College of Electronic and Information Engineering, Hebei University, Baoding Hebei, China.
Industrial and Commercial College, Hebei University, Baoding Hebei, China.
Curr Med Imaging. 2020;16(10):1243-1258. doi: 10.2174/1573405616999200817103920.
Medical image fusion is very important for the diagnosis and treatment of diseases. In recent years, there have been a number of different multi-modal medical image fusion algorithms that can provide delicate contexts for disease diagnosis more clearly and more conveniently. Recently, nuclear norm minimization and deep learning have been used effectively in image processing.
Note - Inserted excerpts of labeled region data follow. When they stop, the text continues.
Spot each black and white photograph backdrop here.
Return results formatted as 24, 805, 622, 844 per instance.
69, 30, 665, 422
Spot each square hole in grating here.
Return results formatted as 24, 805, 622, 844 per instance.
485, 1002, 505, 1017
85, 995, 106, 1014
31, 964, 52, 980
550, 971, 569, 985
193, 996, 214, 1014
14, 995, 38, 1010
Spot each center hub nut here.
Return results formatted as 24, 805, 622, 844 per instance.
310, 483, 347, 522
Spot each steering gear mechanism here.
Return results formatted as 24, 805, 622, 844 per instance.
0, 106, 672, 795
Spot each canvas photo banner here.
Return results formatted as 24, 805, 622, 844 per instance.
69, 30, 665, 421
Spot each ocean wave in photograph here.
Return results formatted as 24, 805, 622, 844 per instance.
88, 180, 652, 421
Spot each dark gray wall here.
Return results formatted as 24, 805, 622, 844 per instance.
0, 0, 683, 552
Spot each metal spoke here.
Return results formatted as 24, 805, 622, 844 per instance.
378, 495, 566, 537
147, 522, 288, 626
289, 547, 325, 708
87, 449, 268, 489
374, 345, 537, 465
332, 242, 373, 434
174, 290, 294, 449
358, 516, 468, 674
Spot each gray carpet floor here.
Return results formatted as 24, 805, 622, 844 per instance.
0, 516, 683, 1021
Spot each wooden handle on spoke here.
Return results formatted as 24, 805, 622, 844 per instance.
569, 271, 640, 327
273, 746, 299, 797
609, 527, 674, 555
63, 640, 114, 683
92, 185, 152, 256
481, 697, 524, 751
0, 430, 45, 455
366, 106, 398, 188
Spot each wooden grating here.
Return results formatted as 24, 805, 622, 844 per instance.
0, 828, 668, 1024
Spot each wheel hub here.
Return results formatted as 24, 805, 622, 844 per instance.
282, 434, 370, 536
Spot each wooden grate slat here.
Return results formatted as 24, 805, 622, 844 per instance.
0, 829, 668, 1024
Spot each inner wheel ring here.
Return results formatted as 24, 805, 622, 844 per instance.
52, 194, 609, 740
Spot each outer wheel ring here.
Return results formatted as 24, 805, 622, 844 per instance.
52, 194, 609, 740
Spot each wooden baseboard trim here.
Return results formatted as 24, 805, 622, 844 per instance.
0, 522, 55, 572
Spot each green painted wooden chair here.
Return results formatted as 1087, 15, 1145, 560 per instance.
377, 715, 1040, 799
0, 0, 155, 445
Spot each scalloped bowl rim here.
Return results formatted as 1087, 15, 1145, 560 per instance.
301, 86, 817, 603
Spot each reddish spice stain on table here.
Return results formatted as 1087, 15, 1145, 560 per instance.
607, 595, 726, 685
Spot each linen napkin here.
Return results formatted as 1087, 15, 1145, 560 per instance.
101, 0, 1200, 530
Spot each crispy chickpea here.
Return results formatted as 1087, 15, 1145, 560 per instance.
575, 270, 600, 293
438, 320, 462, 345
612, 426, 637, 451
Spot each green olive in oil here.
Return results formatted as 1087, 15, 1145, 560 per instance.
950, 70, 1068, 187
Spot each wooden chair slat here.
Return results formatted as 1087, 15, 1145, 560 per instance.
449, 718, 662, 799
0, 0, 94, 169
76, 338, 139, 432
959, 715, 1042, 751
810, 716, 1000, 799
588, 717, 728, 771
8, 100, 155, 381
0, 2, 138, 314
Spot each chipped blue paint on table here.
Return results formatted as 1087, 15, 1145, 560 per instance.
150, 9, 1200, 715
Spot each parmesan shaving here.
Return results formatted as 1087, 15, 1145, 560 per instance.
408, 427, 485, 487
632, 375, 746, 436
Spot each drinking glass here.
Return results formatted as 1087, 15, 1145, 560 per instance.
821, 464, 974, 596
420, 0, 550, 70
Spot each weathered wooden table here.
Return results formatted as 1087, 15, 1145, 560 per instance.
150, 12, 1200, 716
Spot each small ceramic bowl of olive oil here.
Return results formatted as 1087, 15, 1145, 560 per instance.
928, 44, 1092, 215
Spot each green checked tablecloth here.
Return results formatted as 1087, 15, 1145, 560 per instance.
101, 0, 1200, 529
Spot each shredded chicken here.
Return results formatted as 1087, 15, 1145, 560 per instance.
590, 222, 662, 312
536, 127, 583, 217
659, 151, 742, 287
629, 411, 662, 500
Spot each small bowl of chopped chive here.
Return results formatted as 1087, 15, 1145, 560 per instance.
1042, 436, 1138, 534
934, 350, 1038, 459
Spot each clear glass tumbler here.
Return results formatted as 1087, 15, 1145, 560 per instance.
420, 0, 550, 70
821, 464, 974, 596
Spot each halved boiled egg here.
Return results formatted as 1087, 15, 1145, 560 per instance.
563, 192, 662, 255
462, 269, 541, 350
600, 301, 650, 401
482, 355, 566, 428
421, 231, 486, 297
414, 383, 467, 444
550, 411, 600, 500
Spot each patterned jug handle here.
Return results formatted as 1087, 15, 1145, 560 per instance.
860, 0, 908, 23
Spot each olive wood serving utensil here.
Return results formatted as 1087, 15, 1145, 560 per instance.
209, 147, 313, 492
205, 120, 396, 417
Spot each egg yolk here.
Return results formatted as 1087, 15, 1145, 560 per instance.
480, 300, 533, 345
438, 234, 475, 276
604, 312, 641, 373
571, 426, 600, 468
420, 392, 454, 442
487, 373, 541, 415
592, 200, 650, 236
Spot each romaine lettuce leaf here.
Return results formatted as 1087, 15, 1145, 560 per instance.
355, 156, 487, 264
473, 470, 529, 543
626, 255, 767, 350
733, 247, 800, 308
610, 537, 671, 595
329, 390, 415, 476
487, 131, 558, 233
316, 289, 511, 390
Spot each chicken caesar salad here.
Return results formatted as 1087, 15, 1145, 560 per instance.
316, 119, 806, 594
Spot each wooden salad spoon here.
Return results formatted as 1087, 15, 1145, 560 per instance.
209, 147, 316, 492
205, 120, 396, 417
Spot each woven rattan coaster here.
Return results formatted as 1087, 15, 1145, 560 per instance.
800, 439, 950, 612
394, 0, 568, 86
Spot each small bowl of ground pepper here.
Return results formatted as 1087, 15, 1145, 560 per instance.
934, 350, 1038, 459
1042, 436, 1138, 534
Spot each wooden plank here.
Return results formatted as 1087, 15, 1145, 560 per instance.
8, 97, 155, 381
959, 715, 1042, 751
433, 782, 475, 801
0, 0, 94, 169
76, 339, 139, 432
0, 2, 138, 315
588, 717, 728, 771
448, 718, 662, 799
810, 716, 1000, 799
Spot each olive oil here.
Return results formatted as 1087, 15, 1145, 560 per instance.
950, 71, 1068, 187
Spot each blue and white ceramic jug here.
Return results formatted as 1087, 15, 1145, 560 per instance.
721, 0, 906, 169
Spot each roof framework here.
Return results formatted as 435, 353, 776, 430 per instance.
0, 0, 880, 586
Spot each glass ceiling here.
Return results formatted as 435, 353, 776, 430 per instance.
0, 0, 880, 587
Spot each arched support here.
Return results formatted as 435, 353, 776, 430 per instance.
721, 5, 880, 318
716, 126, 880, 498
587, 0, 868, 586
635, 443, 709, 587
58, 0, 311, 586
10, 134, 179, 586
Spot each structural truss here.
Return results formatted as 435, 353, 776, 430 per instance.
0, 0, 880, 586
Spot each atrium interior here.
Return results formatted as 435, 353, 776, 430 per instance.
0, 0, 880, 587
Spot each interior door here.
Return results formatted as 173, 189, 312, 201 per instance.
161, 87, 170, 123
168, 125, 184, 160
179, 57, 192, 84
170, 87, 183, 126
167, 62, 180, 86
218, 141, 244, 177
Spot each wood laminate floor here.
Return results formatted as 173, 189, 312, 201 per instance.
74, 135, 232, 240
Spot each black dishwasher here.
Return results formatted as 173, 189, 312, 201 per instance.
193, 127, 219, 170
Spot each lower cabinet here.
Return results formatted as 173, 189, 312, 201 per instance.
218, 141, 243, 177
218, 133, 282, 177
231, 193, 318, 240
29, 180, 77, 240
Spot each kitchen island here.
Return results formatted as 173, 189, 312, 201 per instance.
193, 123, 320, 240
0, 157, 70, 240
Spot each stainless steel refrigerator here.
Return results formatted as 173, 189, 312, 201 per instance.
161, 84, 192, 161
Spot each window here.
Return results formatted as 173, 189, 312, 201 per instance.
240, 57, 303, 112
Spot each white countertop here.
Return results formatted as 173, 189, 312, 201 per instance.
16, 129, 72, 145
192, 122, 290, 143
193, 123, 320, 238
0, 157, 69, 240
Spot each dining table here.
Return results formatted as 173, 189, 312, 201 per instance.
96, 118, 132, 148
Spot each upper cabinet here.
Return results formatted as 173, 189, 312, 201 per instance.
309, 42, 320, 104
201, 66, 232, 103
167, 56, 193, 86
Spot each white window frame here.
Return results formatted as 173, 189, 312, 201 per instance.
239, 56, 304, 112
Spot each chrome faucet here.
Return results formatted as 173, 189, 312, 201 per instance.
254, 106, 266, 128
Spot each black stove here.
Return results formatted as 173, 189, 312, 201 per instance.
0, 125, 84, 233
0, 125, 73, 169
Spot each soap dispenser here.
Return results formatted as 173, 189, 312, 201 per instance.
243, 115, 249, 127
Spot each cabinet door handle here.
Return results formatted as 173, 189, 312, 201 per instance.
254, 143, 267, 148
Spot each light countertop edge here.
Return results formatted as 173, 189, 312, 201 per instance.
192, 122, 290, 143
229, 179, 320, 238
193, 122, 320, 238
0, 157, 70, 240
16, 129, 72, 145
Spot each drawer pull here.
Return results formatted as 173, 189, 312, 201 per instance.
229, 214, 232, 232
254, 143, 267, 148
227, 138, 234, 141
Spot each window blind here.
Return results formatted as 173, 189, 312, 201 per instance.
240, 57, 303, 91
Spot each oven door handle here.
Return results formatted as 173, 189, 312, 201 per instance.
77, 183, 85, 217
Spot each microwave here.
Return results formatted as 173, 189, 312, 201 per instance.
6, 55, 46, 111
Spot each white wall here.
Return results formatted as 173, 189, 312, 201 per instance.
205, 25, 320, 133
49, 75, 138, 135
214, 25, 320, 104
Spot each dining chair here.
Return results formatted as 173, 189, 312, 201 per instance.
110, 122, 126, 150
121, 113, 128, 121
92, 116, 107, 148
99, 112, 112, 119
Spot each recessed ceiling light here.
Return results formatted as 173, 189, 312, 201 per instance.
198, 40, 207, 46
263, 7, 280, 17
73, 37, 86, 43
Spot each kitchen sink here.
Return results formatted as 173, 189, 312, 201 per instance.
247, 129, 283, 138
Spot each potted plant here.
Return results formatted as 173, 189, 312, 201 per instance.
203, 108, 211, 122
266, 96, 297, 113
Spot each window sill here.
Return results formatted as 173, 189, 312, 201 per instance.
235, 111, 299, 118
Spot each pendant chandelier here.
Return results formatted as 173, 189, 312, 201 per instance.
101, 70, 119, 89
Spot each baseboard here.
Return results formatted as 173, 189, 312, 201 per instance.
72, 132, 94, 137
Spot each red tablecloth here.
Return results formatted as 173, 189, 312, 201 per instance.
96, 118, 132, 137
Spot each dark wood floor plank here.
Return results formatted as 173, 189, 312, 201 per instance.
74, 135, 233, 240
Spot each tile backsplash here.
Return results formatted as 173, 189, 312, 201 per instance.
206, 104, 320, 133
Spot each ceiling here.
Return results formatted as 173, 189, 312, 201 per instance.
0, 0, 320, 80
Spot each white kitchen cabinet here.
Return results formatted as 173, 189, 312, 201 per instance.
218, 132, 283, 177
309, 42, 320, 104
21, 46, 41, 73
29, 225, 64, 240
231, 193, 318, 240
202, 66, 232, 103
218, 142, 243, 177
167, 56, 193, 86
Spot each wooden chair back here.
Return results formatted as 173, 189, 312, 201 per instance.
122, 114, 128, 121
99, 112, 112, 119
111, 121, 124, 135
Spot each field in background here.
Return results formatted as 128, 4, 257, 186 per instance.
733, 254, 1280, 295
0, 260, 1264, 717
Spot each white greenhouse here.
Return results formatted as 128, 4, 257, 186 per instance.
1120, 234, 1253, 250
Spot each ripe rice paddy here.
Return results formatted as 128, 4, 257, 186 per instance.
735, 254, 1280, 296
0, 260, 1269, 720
A multi-modality medical image fusion method using a rolling guidance filter (RGF) with a convolutional neural network (CNN) based feature mapping and nuclear norm minimization (NNM) is proposed. At first, we decompose medical images to base layer components and detail layer components by using RGF. In the next step, we get the basic fused image through the pretrained CNN model. The CNN model with pre-training is used to obtain the significant characteristics of the base layer components. And we can compute the activity level measurement from the regional energy of CNN-based fusion maps. Then, a detail fused image is gained by NNM. That is, we use NNM to fuse the detail layer components. At last, the basic and detail fused images are integrated into the fused result.
From the comparison with the most advanced fusion algorithms, the results of experiments indicate that this fusion algorithm has the best effect in visual evaluation and objective standard.
The fusion algorithm using RGF and CNN-based feature mapping, combined with NNM, can improve fusion effects and suppress artifacts and blocking effects in the fused results.
医学图像融合对于疾病的诊断和治疗非常重要。近年来,出现了许多不同的多模态医学图像融合算法,这些算法可以更清晰、更方便地为疾病诊断提供更精细的上下文。最近,核范数最小化和深度学习在图像处理中得到了有效应用。
提出了一种基于卷积神经网络(CNN)特征映射和核范数最小化(NNM)的滚动引导滤波器(RGF)的多模态医学图像融合方法。首先,我们使用 RGF 将医学图像分解为基础层分量和细节层分量。下一步,我们通过预训练的 CNN 模型获得基本融合图像。使用具有预训练的 CNN 模型来获取基础层分量的显著特征。并且,我们可以从基于 CNN 的融合图的区域能量中计算活动水平测量值。然后,通过 NNM 获得细节融合图像。也就是说,我们使用 NNM 来融合细节层分量。最后,将基础层和细节层的融合图像进行整合,得到融合结果。
与最先进的融合算法进行比较的实验结果表明,该融合算法在视觉评估和客观标准方面具有最佳效果。
基于 RGF 和 CNN 特征映射,结合 NNM 的融合算法可以提高融合效果,抑制融合结果中的伪影和块效应。